China, el otro gigante del conflicto, respondió con igual o mayor severidad. Con aumentos arancelarios que superan el 120 %, Pekín dejó en claro que no está dispuesta a ceder terreno sin dar pelea. Y mientras estos dos titanes se enfrentan en una lucha de poder revestida de tecnicismos comerciales, el resto del mundo —Colombia incluida— observa con preocupación cómo se desdibujan los caminos de certidumbre y se esfuman las proyecciones optimistas.
En medio de ese panorama, Colombia ha iniciado acercamientos con la administración estadounidense, radicado una solicitud formal para iniciar conversaciones que permitan suavizar o incluso eliminar los aranceles del 10 % que afectan a nuestras exportaciones. La apuesta, aunque diplomáticamente necesaria, enfrenta múltiples desafíos: desde las prioridades internas de EE. UU., centradas en la protección de su industria, hasta la creciente presión electoral que empuja a los líderes a cerrar filas sobre sus economías.

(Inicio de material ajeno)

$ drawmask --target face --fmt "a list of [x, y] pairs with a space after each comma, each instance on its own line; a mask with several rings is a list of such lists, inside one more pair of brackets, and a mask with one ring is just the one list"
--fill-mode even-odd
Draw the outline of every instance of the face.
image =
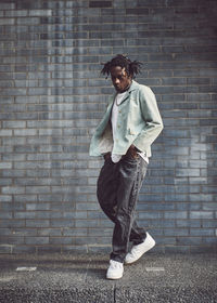
[[131, 77], [127, 75], [125, 68], [113, 66], [110, 70], [111, 79], [118, 93], [124, 92], [131, 83]]

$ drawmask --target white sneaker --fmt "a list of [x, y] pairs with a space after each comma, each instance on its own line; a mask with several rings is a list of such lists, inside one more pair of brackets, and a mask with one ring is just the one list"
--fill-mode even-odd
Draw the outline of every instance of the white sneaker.
[[131, 251], [125, 258], [125, 264], [135, 263], [142, 254], [155, 246], [155, 240], [146, 233], [146, 238], [140, 245], [133, 246]]
[[107, 268], [106, 278], [116, 280], [123, 277], [124, 266], [123, 263], [110, 260], [110, 267]]

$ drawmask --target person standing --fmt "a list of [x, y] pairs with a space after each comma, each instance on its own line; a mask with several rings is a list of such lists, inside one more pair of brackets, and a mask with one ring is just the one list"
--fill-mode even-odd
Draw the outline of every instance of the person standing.
[[107, 279], [122, 278], [124, 264], [136, 262], [155, 246], [151, 235], [138, 226], [135, 210], [151, 145], [163, 130], [163, 121], [152, 90], [133, 80], [140, 69], [140, 62], [118, 54], [101, 70], [111, 76], [115, 94], [94, 131], [89, 154], [104, 157], [97, 196], [114, 222]]

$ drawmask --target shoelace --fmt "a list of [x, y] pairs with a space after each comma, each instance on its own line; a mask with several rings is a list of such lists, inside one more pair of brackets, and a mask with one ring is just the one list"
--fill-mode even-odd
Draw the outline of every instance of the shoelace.
[[111, 267], [112, 268], [122, 268], [122, 263], [118, 264], [118, 262], [117, 263], [111, 262]]

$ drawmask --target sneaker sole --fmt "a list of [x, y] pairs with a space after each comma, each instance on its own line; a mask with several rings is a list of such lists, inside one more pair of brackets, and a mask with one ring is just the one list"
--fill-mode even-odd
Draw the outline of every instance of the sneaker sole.
[[[146, 253], [149, 250], [151, 250], [153, 247], [155, 247], [155, 245], [156, 245], [156, 242], [154, 242], [146, 251], [144, 251], [144, 252], [142, 253], [142, 255], [144, 255], [144, 253]], [[138, 258], [137, 260], [132, 261], [132, 262], [128, 262], [128, 263], [124, 262], [124, 263], [125, 263], [125, 265], [135, 264], [135, 263], [137, 263], [137, 262], [142, 258], [142, 255], [141, 255], [140, 258]]]

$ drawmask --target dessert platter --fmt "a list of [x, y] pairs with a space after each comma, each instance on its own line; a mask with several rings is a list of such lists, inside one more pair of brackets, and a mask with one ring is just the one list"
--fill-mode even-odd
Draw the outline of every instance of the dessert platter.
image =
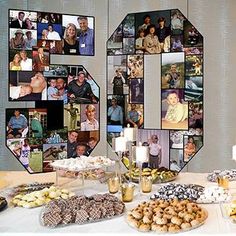
[[[134, 183], [139, 182], [140, 170], [138, 167], [134, 167], [131, 170], [131, 180]], [[159, 169], [150, 169], [150, 168], [144, 168], [142, 170], [142, 176], [151, 176], [153, 179], [153, 183], [167, 183], [170, 181], [173, 181], [177, 178], [178, 172], [172, 171], [169, 169], [166, 169], [165, 167], [160, 167]], [[130, 178], [130, 173], [125, 173], [126, 179]]]
[[151, 200], [130, 210], [126, 221], [138, 231], [179, 233], [201, 226], [207, 216], [204, 208], [188, 200]]
[[161, 186], [150, 198], [164, 200], [177, 198], [209, 204], [226, 202], [231, 195], [227, 190], [218, 186], [203, 187], [196, 184], [169, 183]]
[[47, 227], [86, 224], [121, 216], [124, 210], [125, 204], [109, 193], [81, 195], [49, 202], [40, 219]]
[[151, 199], [174, 199], [196, 201], [203, 193], [204, 187], [196, 184], [167, 183], [161, 186]]
[[197, 203], [220, 203], [231, 198], [230, 193], [218, 186], [203, 187], [196, 184], [169, 183], [161, 186], [151, 199], [179, 199], [190, 200]]
[[207, 180], [211, 182], [217, 182], [217, 178], [226, 177], [229, 181], [236, 180], [236, 169], [231, 170], [214, 170], [212, 173], [209, 173], [207, 176]]
[[54, 169], [68, 171], [84, 171], [113, 166], [114, 161], [105, 156], [81, 156], [79, 158], [69, 158], [56, 160], [51, 163]]
[[67, 199], [75, 194], [67, 189], [60, 189], [55, 186], [43, 188], [31, 193], [21, 193], [14, 196], [10, 202], [13, 207], [34, 208], [42, 206], [53, 199]]
[[105, 176], [105, 171], [102, 168], [99, 169], [88, 169], [83, 171], [60, 171], [59, 175], [61, 177], [75, 178], [84, 177], [85, 179], [99, 180]]
[[44, 188], [49, 188], [53, 184], [54, 184], [53, 182], [45, 182], [45, 183], [34, 182], [28, 184], [21, 184], [14, 186], [12, 188], [5, 189], [3, 193], [5, 193], [8, 197], [12, 198], [18, 194], [27, 194], [34, 191], [42, 190]]

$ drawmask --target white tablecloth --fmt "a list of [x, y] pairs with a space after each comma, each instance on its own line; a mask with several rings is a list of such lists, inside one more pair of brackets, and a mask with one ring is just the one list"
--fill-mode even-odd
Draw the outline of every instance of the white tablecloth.
[[[215, 183], [210, 183], [206, 179], [207, 174], [199, 173], [180, 173], [175, 182], [178, 183], [193, 183], [200, 184], [203, 186], [215, 185]], [[4, 193], [5, 187], [14, 186], [22, 183], [29, 183], [33, 181], [42, 181], [49, 182], [55, 181], [55, 173], [39, 174], [39, 175], [30, 175], [26, 172], [0, 172], [0, 195], [1, 191]], [[66, 181], [64, 179], [63, 181]], [[59, 181], [59, 183], [62, 183]], [[104, 193], [107, 191], [107, 186], [105, 184], [100, 184], [97, 181], [86, 181], [84, 189], [81, 188], [80, 181], [77, 180], [70, 184], [67, 184], [68, 187], [74, 188], [77, 194], [91, 195], [94, 193]], [[153, 192], [160, 185], [154, 185]], [[230, 188], [236, 188], [236, 182], [230, 182]], [[152, 194], [151, 193], [151, 194]], [[135, 207], [142, 200], [148, 200], [151, 194], [142, 194], [137, 191], [135, 193], [134, 201], [126, 204], [127, 209]], [[208, 218], [204, 225], [194, 229], [192, 231], [187, 231], [184, 233], [179, 233], [178, 235], [209, 235], [209, 234], [232, 234], [236, 235], [236, 224], [233, 224], [228, 219], [222, 217], [219, 204], [205, 204], [202, 205], [208, 211]], [[0, 235], [15, 234], [15, 233], [56, 233], [56, 234], [143, 234], [136, 231], [135, 229], [129, 227], [125, 222], [123, 216], [117, 217], [111, 220], [97, 222], [86, 225], [70, 225], [66, 227], [58, 227], [55, 229], [46, 228], [40, 225], [39, 215], [42, 208], [34, 209], [24, 209], [24, 208], [8, 208], [3, 212], [0, 212]], [[154, 234], [154, 233], [149, 233]]]

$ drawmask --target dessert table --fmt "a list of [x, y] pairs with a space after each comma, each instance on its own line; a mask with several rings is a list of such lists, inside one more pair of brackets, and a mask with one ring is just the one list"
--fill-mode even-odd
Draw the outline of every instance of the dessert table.
[[[4, 196], [6, 193], [6, 188], [16, 186], [23, 183], [31, 182], [55, 182], [56, 173], [45, 173], [45, 174], [34, 174], [30, 175], [25, 171], [2, 171], [0, 172], [0, 195]], [[85, 194], [87, 196], [95, 193], [105, 193], [107, 192], [107, 185], [101, 184], [96, 180], [85, 180], [84, 186], [82, 186], [79, 179], [75, 181], [70, 181], [67, 178], [61, 178], [60, 184], [63, 184], [68, 189], [71, 189], [76, 194]], [[68, 182], [70, 181], [70, 182]], [[66, 183], [68, 182], [68, 183]], [[211, 183], [207, 181], [207, 173], [180, 173], [178, 178], [173, 181], [182, 184], [199, 184], [203, 186], [212, 186], [216, 183]], [[126, 210], [132, 209], [139, 202], [148, 200], [149, 197], [155, 193], [155, 191], [160, 187], [160, 184], [153, 185], [153, 191], [148, 194], [139, 193], [138, 186], [136, 187], [134, 200], [131, 203], [126, 203]], [[236, 181], [230, 182], [230, 188], [236, 189]], [[119, 194], [116, 196], [120, 197]], [[219, 204], [201, 204], [208, 211], [208, 218], [205, 224], [201, 227], [196, 228], [191, 231], [178, 233], [178, 235], [235, 235], [236, 234], [236, 224], [233, 224], [230, 220], [224, 219], [221, 214]], [[114, 219], [84, 224], [84, 225], [68, 225], [65, 227], [58, 228], [47, 228], [40, 224], [40, 213], [42, 207], [25, 209], [20, 207], [7, 208], [6, 210], [0, 212], [0, 233], [1, 235], [16, 234], [16, 233], [43, 233], [43, 234], [143, 234], [136, 231], [135, 229], [128, 226], [125, 217], [120, 216]], [[148, 233], [155, 234], [155, 233]], [[168, 234], [169, 235], [169, 234]]]

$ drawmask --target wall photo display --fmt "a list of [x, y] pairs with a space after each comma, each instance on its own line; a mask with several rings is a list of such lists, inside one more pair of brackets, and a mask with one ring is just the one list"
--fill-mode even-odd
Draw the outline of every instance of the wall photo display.
[[[29, 173], [91, 154], [100, 140], [100, 88], [83, 66], [50, 64], [47, 71], [10, 75], [11, 99], [36, 102], [35, 108], [6, 110], [6, 146]], [[45, 87], [41, 99], [32, 97], [32, 85]]]
[[[144, 125], [151, 96], [144, 94], [144, 62], [155, 54], [161, 54], [161, 73], [155, 74], [161, 104], [152, 107], [160, 109], [161, 129], [150, 130]], [[154, 144], [159, 166], [181, 171], [203, 146], [203, 63], [203, 36], [178, 9], [128, 14], [107, 41], [108, 143], [127, 125], [138, 127], [146, 136], [137, 141], [149, 146], [146, 166], [153, 168]]]
[[10, 9], [9, 48], [94, 56], [94, 27], [92, 16]]

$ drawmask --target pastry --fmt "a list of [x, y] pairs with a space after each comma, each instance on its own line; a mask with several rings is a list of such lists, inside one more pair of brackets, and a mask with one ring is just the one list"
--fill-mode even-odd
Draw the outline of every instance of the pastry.
[[42, 218], [43, 218], [43, 225], [50, 227], [55, 227], [62, 221], [61, 215], [57, 212], [55, 213], [47, 212], [43, 214]]
[[177, 233], [199, 226], [207, 217], [205, 210], [189, 200], [162, 199], [155, 203], [156, 208], [153, 208], [154, 201], [151, 200], [130, 210], [127, 215], [129, 225], [140, 231]]
[[143, 213], [142, 213], [141, 210], [132, 211], [132, 215], [133, 215], [133, 217], [134, 217], [135, 219], [137, 219], [137, 220], [140, 220], [140, 219], [142, 219], [142, 217], [143, 217]]
[[186, 230], [186, 229], [189, 229], [189, 228], [191, 228], [192, 226], [191, 226], [191, 224], [190, 223], [182, 223], [181, 224], [181, 229], [184, 229], [184, 230]]
[[191, 224], [193, 227], [196, 227], [196, 226], [198, 226], [198, 225], [200, 224], [200, 221], [199, 221], [199, 220], [192, 220], [192, 221], [190, 222], [190, 224]]
[[165, 225], [168, 223], [167, 218], [156, 218], [155, 219], [156, 224], [158, 225]]
[[183, 222], [182, 219], [180, 219], [178, 216], [174, 216], [171, 218], [171, 223], [176, 224], [176, 225], [181, 225]]
[[166, 233], [168, 231], [168, 227], [167, 225], [158, 225], [156, 223], [153, 223], [151, 225], [151, 229], [154, 231], [154, 232], [158, 232], [158, 233]]
[[145, 223], [145, 224], [151, 224], [151, 223], [152, 223], [152, 215], [150, 215], [150, 216], [144, 215], [144, 216], [143, 216], [143, 223]]
[[73, 215], [69, 209], [66, 209], [65, 211], [62, 212], [62, 224], [66, 225], [72, 222], [73, 220]]
[[[83, 224], [120, 215], [124, 212], [124, 206], [124, 203], [118, 198], [109, 197], [108, 194], [91, 197], [73, 196], [69, 199], [58, 199], [49, 202], [43, 211], [42, 221], [43, 225], [51, 227], [58, 224]], [[129, 214], [129, 220], [133, 219], [134, 217]]]
[[170, 224], [169, 225], [168, 232], [177, 233], [179, 231], [180, 231], [180, 227], [178, 225], [175, 225], [175, 224]]
[[148, 231], [150, 231], [150, 229], [151, 229], [150, 224], [141, 223], [141, 224], [139, 225], [139, 230], [140, 230], [140, 231], [148, 232]]
[[75, 223], [83, 224], [89, 219], [89, 214], [85, 210], [78, 210], [76, 212]]

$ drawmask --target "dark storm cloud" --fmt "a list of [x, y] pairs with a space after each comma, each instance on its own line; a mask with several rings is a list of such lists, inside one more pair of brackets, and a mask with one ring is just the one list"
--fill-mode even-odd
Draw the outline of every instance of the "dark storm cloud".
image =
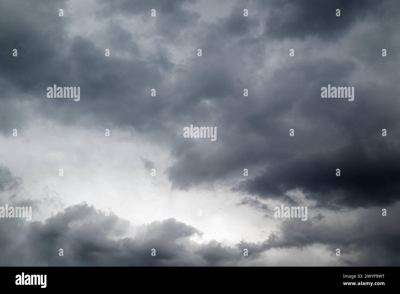
[[[104, 2], [96, 15], [99, 22], [110, 20], [104, 29], [110, 38], [101, 45], [89, 37], [69, 36], [68, 14], [58, 16], [63, 2], [46, 2], [46, 9], [30, 1], [10, 3], [2, 1], [0, 9], [4, 89], [0, 115], [7, 117], [0, 127], [6, 133], [34, 117], [74, 124], [87, 116], [94, 123], [133, 126], [169, 147], [176, 159], [167, 170], [174, 187], [236, 179], [246, 167], [250, 178], [239, 188], [262, 198], [285, 199], [288, 190], [298, 188], [330, 208], [396, 199], [398, 2], [238, 2], [227, 16], [208, 23], [186, 9], [192, 1]], [[243, 16], [245, 4], [248, 18]], [[336, 8], [340, 18], [334, 16]], [[150, 16], [152, 8], [156, 18]], [[131, 15], [149, 27], [155, 22], [149, 34], [159, 39], [156, 53], [146, 52], [116, 20]], [[340, 44], [357, 25], [368, 31], [362, 30], [339, 52], [330, 51], [328, 37], [333, 37], [331, 45], [335, 40]], [[280, 42], [288, 40], [292, 43], [284, 50]], [[188, 44], [192, 58], [174, 64], [164, 47], [170, 44], [178, 48]], [[129, 56], [113, 55], [110, 44]], [[270, 64], [268, 58], [277, 53], [288, 59], [292, 46], [295, 58], [278, 66]], [[109, 47], [111, 56], [105, 58]], [[382, 58], [384, 47], [389, 53]], [[18, 58], [12, 56], [14, 48]], [[201, 58], [195, 55], [199, 48]], [[312, 50], [324, 55], [314, 56]], [[45, 90], [54, 83], [80, 86], [82, 99], [49, 100]], [[328, 83], [355, 86], [355, 101], [322, 99], [320, 89]], [[152, 99], [153, 87], [157, 98]], [[243, 97], [244, 88], [248, 99]], [[16, 102], [26, 100], [32, 106], [28, 110]], [[200, 143], [183, 138], [182, 128], [190, 123], [216, 126], [217, 141]], [[288, 135], [292, 127], [293, 138]], [[384, 127], [387, 138], [380, 136]], [[256, 168], [267, 171], [253, 178]], [[331, 176], [337, 168], [342, 175], [336, 185], [338, 179]], [[369, 189], [364, 187], [366, 181]]]
[[[335, 42], [359, 22], [380, 22], [388, 17], [396, 17], [399, 8], [398, 3], [390, 0], [274, 0], [262, 3], [269, 12], [265, 25], [268, 36], [316, 36], [328, 42]], [[341, 11], [340, 18], [336, 16], [337, 9]]]
[[258, 254], [273, 248], [301, 248], [320, 244], [326, 246], [332, 256], [335, 256], [336, 248], [340, 249], [341, 257], [338, 258], [343, 265], [395, 266], [400, 262], [399, 209], [398, 203], [388, 210], [390, 216], [382, 217], [381, 209], [377, 207], [358, 213], [354, 221], [347, 223], [345, 230], [340, 222], [325, 220], [320, 214], [307, 221], [290, 219], [264, 242], [243, 242], [241, 246]]
[[[263, 198], [280, 199], [298, 188], [317, 205], [340, 208], [384, 205], [400, 194], [400, 155], [397, 148], [360, 141], [333, 152], [322, 152], [276, 163], [243, 188]], [[336, 177], [336, 169], [341, 175]]]
[[[202, 233], [174, 219], [144, 225], [124, 236], [129, 222], [86, 203], [68, 207], [44, 222], [0, 222], [2, 266], [152, 266], [235, 265], [241, 252], [216, 241], [189, 238]], [[59, 249], [64, 256], [59, 256]], [[151, 255], [156, 249], [156, 256]]]

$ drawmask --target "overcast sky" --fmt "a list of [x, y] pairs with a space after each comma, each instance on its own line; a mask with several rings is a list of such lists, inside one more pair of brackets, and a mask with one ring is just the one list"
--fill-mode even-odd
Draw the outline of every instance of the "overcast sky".
[[400, 265], [399, 28], [394, 0], [0, 0], [0, 206], [33, 213], [0, 265]]

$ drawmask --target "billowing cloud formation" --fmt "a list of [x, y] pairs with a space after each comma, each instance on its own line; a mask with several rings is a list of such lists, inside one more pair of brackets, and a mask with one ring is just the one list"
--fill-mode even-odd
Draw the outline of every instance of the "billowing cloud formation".
[[[194, 242], [200, 232], [174, 219], [145, 225], [132, 236], [126, 221], [81, 204], [44, 222], [2, 220], [5, 264], [237, 265], [247, 246], [246, 260], [259, 264], [276, 249], [318, 245], [330, 253], [348, 249], [346, 264], [398, 264], [400, 250], [393, 245], [398, 220], [390, 218], [399, 211], [400, 192], [400, 4], [214, 2], [0, 0], [2, 138], [9, 139], [14, 128], [20, 136], [38, 120], [109, 127], [112, 133], [133, 130], [168, 153], [165, 169], [174, 189], [220, 185], [267, 215], [272, 207], [263, 201], [296, 203], [288, 195], [294, 190], [323, 214], [337, 213], [334, 220], [344, 211], [368, 212], [356, 214], [349, 227], [315, 215], [308, 222], [284, 221], [264, 242], [231, 240], [238, 244], [229, 247]], [[80, 101], [47, 98], [54, 84], [80, 86]], [[354, 87], [354, 101], [322, 98], [321, 87], [328, 84]], [[217, 141], [184, 138], [183, 127], [192, 123], [216, 127]], [[140, 156], [146, 169], [159, 168], [152, 157]], [[45, 201], [21, 197], [22, 180], [7, 169], [0, 169], [0, 192], [10, 203], [38, 210]], [[378, 213], [383, 207], [391, 209], [387, 218]], [[59, 248], [70, 257], [60, 258]]]

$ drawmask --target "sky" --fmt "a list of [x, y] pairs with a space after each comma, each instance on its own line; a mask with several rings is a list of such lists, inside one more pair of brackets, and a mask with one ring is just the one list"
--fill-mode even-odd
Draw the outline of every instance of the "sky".
[[400, 265], [399, 16], [394, 0], [0, 0], [0, 207], [32, 210], [0, 218], [0, 265]]

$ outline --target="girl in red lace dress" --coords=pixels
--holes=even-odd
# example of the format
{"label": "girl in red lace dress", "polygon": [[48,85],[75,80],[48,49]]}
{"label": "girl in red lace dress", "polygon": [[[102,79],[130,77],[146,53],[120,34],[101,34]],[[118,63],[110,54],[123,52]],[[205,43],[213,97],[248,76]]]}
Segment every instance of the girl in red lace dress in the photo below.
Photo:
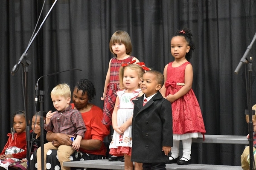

El impacto no es menor. Sectores clave para el país, como el agroindustrial, el textil, y ciertas ramas manufactureras, pueden ver comprometida su competitividad en mercados que hoy representan un porcentaje significativo de nuestras ventas externas. Y si a esto se le suma una posible desaceleración global, el golpe podría extenderse al empleo, la inversión extranjera y al ya frágil equilibrio fiscal.
Más allá de las cifras, el dilema es estructural: ¿cómo puede una economía como la colombiana blindarse frente a los vaivenes de las potencias? La diversificación de mercados, la apuesta por la innovación y el fortalecimiento del mercado interno vuelven a aparecer como recetas inevitables. Pero ninguna de ellas se ejecuta de la noche a la mañana, y mucho menos sin consensos políticos que hoy parecen escasear.
La historia enseña que los países que sobreviven a las tormentas económicas no son necesariamente los más grandes, sino los más ágiles. En ese sentido, Colombia tiene ante sí la oportunidad —o la obligación— de repensar su estrategia comercial con visión de largo plazo, sin depender en exceso de un solo socio, por poderoso que sea. Y aunque las negociaciones que vienen pueden dar un respiro temporal, lo esencial será no repetir los errores del pasado: la confianza ciega en mercados que pueden cerrarse en un solo tuit.
Mientras tanto, los ojos del país estarán puestos en esas mesas de negociación. Porque, en este nuevo orden mundial, cada arancel no es sólo una cifra más en una tabla de Excel: es una decisión política con impactos reales sobre el futuro de millones de colombianos.